You shouldn't have to re-register your cable cards. You just move them to the new Tivo. The registration is between the card and the cable company, and not specific to the Tivo. I've swapped cards successfully between Tivo HDs on 2 occassions now, without any reactivation required.


----------



## KJW (Sep 27, 2003)

uforia said:


> You shouldn't have to re-register your cable cards. You just move them to the new Tivo. The registration is between the card and the cable company, and not specific to the Tivo. I've swapped cards successfully between Tivo HDs on 2 occassions now, without any reactivation required.


That's great, uforia, thanks for the info. I don't know why I thought the cards were bound to the machine's individual id no.


----------



## CrispyCritter (Feb 28, 2001)

uforia said:


> You shouldn't have to re-register your cable cards. You just move them to the new Tivo. The registration is between the card and the cable company, and not specific to the Tivo. I've swapped cards successfully between Tivo HDs on 2 occassions now, without any reactivation required.

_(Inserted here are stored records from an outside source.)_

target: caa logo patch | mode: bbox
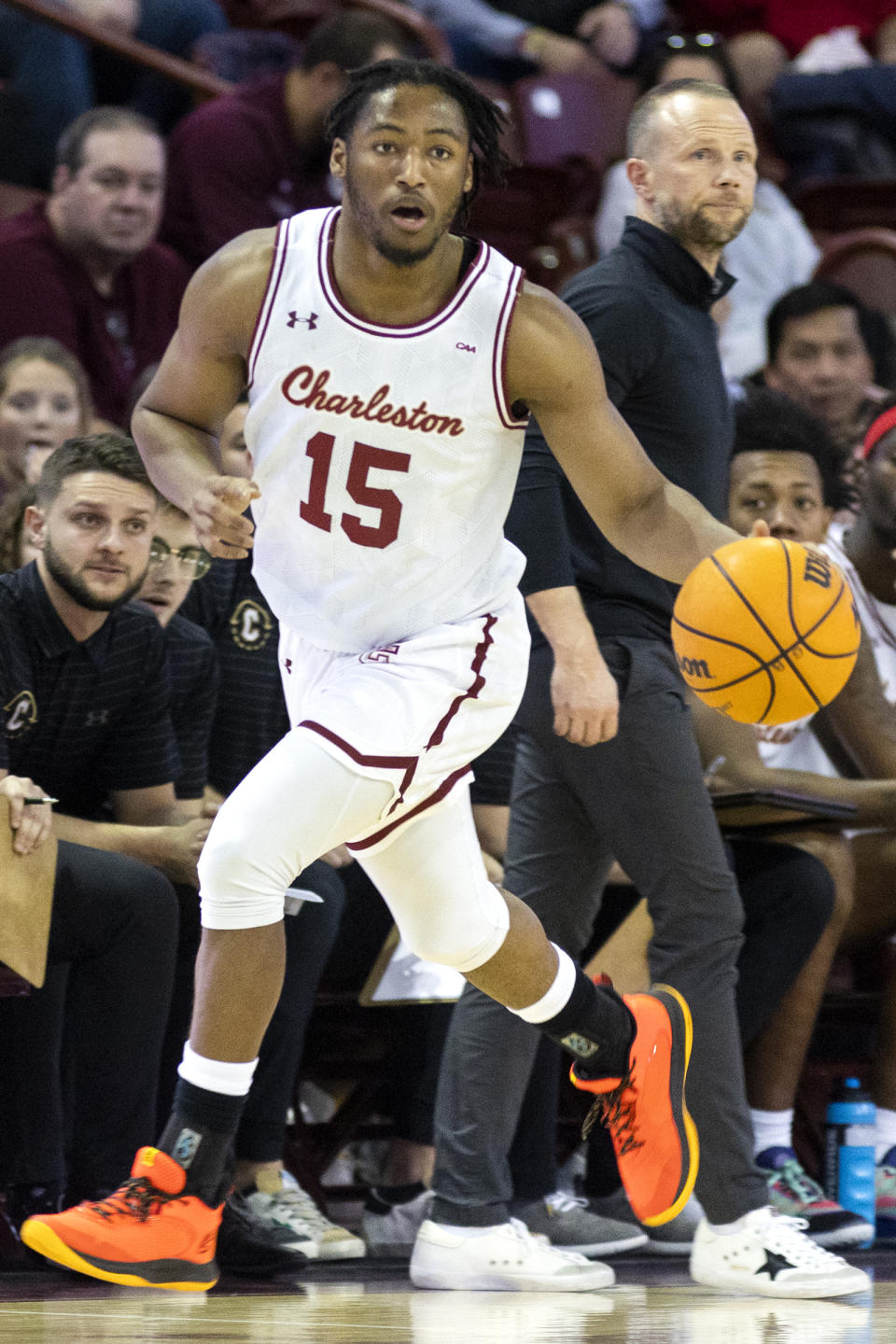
[230,598,274,653]
[3,691,37,738]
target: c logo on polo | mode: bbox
[230,598,274,653]
[3,691,37,738]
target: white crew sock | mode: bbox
[177,1042,258,1097]
[749,1106,795,1157]
[875,1106,896,1163]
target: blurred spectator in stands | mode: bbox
[162,11,406,266]
[178,397,365,1261]
[411,0,665,82]
[676,0,896,106]
[0,107,188,426]
[0,0,227,189]
[595,33,820,379]
[0,336,92,505]
[763,280,892,505]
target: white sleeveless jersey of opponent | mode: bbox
[756,523,896,777]
[245,208,525,653]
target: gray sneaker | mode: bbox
[361,1189,432,1256]
[588,1185,703,1255]
[517,1189,648,1255]
[242,1183,367,1259]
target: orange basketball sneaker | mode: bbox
[19,1148,223,1292]
[569,986,700,1227]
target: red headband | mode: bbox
[862,406,896,457]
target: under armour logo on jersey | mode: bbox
[287,314,317,332]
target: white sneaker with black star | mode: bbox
[691,1209,871,1297]
[244,1182,367,1259]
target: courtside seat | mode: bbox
[816,231,896,315]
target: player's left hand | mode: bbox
[575,3,641,66]
[0,774,52,853]
[187,476,260,560]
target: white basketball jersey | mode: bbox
[825,523,896,705]
[245,208,525,653]
[758,523,896,777]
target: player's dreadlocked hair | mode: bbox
[327,59,511,224]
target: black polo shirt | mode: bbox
[180,556,288,794]
[0,563,180,818]
[164,609,220,798]
[505,217,734,641]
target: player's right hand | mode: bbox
[187,476,260,560]
[551,645,620,748]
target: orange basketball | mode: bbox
[672,537,860,723]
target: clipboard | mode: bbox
[709,789,856,831]
[0,795,58,989]
[357,925,466,1008]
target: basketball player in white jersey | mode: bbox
[22,62,752,1290]
[694,392,896,1239]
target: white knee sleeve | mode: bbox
[199,731,392,929]
[358,785,511,972]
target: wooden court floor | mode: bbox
[0,1250,896,1344]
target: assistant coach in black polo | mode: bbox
[0,434,208,1216]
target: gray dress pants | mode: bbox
[434,638,767,1225]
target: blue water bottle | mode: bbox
[825,1078,875,1246]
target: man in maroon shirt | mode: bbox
[0,107,188,427]
[161,11,407,266]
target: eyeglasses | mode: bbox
[149,537,211,580]
[665,33,721,51]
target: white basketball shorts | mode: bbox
[279,593,529,853]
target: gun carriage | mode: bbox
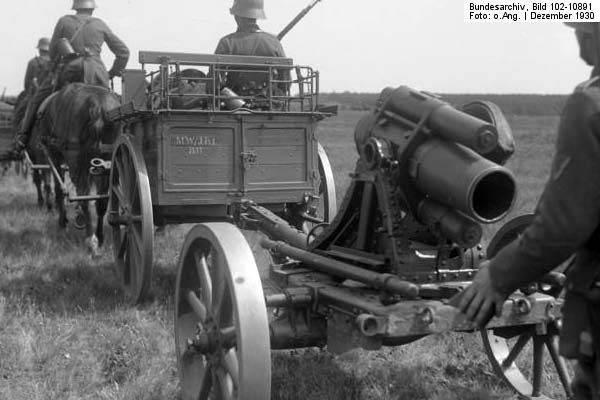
[104,52,336,302]
[175,87,569,399]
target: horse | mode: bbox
[12,91,52,211]
[36,83,121,256]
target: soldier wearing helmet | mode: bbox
[451,23,600,400]
[24,38,50,92]
[215,0,288,96]
[13,38,50,141]
[15,0,129,152]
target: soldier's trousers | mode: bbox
[17,79,54,145]
[571,360,600,400]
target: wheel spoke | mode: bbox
[223,347,240,388]
[194,251,213,310]
[531,336,544,397]
[217,368,234,400]
[185,290,207,324]
[116,153,130,200]
[502,333,531,370]
[544,335,572,396]
[194,370,213,400]
[130,224,144,262]
[127,229,139,291]
[117,228,129,260]
[211,254,227,324]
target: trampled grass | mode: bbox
[0,111,557,400]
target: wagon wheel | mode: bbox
[482,322,572,400]
[302,143,337,236]
[109,135,153,303]
[482,214,572,399]
[175,223,271,400]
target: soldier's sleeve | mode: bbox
[490,88,600,293]
[23,60,34,91]
[104,24,129,76]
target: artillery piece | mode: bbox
[175,87,569,399]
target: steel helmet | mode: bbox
[72,0,96,10]
[37,38,50,51]
[229,0,267,19]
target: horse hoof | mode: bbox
[73,213,87,229]
[85,235,100,259]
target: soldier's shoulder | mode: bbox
[258,30,279,40]
[573,76,600,96]
[565,77,600,118]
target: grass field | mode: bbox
[0,111,558,400]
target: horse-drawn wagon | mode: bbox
[104,52,336,301]
[163,83,569,399]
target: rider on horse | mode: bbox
[15,0,129,153]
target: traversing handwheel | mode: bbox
[175,223,271,400]
[108,135,154,303]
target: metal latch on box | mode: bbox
[240,150,258,169]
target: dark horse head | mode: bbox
[38,83,121,253]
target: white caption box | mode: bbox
[464,0,600,23]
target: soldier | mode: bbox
[215,0,289,96]
[451,23,600,400]
[24,38,50,92]
[15,0,129,152]
[13,38,50,130]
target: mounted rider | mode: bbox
[215,0,289,96]
[15,0,129,152]
[23,37,50,92]
[455,22,600,400]
[13,38,50,130]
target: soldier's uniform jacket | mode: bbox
[24,56,50,92]
[490,77,600,358]
[215,24,287,95]
[50,14,129,87]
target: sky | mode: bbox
[0,0,590,94]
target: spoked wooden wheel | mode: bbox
[482,322,572,399]
[175,223,271,400]
[317,143,337,222]
[299,143,337,240]
[481,214,573,399]
[109,135,154,303]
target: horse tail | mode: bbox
[85,97,108,147]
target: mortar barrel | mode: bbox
[410,138,516,223]
[418,199,483,248]
[388,86,498,154]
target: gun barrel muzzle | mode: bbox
[410,138,516,223]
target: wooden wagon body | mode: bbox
[109,52,335,300]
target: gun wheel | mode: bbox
[175,223,271,400]
[108,135,154,303]
[482,322,572,400]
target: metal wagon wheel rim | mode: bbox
[299,142,337,241]
[109,135,154,303]
[317,143,337,222]
[175,223,271,400]
[481,322,571,400]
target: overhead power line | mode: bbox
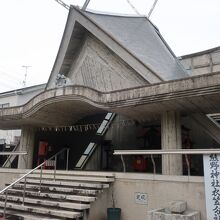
[147,0,158,19]
[54,0,70,10]
[82,0,90,10]
[126,0,140,15]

It's very franchise dependent. Some places you have to re-register, and some places you don't.


----------



## KJW (Sep 27, 2003)

CrispyCritter said:


> It's very franchise dependent. Some places you have to re-register, and some places you don't.


I have Cabelvision in NJ. Anyone know if I need to re-register the cards if I put them in a new Tivo?


----------



## lukin11 (Sep 20, 2007)

RavenFan said:


> I had never seen the stuttering/strobe problem before


That is the perfect description: "strobe".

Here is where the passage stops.